On the other hand, Daniel thought with amused affection, Jack would probably say he'd rather enjoy the stars from his telescope.

Daniel flowed through a star and felt its core of energy. The deep dead of space was all around him, and once Jack could have died here and would have been part of this emptiness. Jack and Teal'c both had almost died here. He remembered the smile Sam had shared when they had found them just in time.

What were his friends doing now? Whose butt had they kicked today? Which corner of the universe had they just saved while he was drifting through stars?

It had been a while, and it wasn't like he was breaking any rules...

They were on Earth. Sam was working with a team of engineers, hunched over schematics and reports in her lab.
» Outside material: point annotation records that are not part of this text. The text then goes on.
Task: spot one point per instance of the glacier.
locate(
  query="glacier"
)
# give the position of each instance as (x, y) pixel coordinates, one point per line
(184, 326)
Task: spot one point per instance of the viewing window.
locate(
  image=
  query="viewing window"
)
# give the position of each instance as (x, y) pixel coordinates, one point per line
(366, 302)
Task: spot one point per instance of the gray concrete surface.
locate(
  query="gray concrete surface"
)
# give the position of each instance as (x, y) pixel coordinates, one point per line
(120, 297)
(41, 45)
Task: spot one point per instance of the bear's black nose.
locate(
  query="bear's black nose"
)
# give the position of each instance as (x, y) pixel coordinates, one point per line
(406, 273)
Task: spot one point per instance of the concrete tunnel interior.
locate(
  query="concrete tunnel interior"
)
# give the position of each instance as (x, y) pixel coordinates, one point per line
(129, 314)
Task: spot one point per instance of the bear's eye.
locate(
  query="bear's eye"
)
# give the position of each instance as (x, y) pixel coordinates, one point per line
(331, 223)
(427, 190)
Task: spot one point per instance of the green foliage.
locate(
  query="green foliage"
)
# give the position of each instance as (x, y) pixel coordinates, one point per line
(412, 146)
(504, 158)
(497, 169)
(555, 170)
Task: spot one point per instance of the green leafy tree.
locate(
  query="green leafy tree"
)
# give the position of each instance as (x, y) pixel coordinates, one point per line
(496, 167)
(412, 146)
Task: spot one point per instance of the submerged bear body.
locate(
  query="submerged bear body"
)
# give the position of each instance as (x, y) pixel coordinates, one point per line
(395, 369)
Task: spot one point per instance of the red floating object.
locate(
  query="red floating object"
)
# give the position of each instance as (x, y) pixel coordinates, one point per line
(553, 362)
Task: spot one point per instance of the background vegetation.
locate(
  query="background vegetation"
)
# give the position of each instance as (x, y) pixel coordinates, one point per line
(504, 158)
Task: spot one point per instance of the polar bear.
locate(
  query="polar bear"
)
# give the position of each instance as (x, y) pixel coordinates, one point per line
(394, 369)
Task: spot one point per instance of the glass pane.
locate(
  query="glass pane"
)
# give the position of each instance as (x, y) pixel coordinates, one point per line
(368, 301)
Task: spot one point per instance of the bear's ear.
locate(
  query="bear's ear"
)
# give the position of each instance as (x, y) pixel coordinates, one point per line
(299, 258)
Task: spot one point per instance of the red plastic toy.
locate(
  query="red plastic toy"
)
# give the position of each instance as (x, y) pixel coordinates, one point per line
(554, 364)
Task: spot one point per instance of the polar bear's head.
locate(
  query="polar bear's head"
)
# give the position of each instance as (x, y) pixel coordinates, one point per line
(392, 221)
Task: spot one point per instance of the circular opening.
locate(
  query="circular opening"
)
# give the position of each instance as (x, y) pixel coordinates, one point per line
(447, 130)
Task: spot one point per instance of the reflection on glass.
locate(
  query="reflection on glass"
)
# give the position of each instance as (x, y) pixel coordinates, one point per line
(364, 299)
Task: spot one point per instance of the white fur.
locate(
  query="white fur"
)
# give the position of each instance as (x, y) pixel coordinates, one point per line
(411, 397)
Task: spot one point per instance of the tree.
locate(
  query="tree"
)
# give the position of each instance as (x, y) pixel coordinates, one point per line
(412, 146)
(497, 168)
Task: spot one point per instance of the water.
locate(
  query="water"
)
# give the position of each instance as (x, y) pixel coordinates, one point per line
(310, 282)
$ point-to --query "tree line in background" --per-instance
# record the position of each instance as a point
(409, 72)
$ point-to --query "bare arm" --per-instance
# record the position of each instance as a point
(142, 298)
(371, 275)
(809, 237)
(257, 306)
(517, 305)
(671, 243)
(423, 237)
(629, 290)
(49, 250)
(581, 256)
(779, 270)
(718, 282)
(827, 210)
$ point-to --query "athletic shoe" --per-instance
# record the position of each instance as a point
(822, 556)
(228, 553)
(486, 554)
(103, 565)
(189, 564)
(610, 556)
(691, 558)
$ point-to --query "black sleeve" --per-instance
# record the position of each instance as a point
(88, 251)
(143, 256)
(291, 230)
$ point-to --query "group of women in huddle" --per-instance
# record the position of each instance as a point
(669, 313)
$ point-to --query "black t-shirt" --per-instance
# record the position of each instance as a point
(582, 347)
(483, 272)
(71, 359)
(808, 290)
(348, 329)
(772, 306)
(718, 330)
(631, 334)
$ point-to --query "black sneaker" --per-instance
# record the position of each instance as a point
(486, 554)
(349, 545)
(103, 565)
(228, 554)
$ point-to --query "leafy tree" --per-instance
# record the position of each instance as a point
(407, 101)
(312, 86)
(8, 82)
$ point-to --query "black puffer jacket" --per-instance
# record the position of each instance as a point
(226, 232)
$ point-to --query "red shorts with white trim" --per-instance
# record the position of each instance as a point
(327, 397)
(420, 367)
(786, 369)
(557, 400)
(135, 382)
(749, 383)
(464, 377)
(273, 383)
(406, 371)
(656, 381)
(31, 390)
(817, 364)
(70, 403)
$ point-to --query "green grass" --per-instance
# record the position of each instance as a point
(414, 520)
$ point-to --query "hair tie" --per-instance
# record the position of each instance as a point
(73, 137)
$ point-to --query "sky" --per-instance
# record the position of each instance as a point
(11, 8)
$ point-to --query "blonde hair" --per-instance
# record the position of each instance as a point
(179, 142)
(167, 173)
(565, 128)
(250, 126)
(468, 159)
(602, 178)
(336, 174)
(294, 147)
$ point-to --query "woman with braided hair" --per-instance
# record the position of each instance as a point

He was struck by how tired she looked. Had she ever looked like that before? Tired and edgy. She ran a hand through her hair and cut off an engineer's apologetic explanation, going into crisp Major Carter mode.

The engineer she'd cut off turned to a colleague and muttered something unflattering and uncalled for. He was holding a few diagrams, pointing at one with his pen, while his colleague nodded sagely, only half-hearing what Sam was trying her best to explain. Daniel tossed a little breeze at the engineer's papers, making them scatter before moving on.

Teal'c was in the weight room, spotting for Jonas Quinn. Daniel felt a pang of nostalgia. He remembered being here with Teal'c doing the same for him. Had he talked as much as Jonas did, breathless but wide-eyed with enthusiasm? No, he didn't think he had. He would have noticed Teal'c's lack of response, surely. Besides, Jonas was wide-eyed and enthusiastic about Earth and weather and food and pretty nurses. All the little things Daniel had taken for granted, because it was all part of being alive.

He observed Teal'c's patience and calm understanding, and keenly missed it. He could almost speak, reach out and ask Teal'c how he was doing, just to hear Teal'c's deep voice intone, "I am well, Daniel Jackson."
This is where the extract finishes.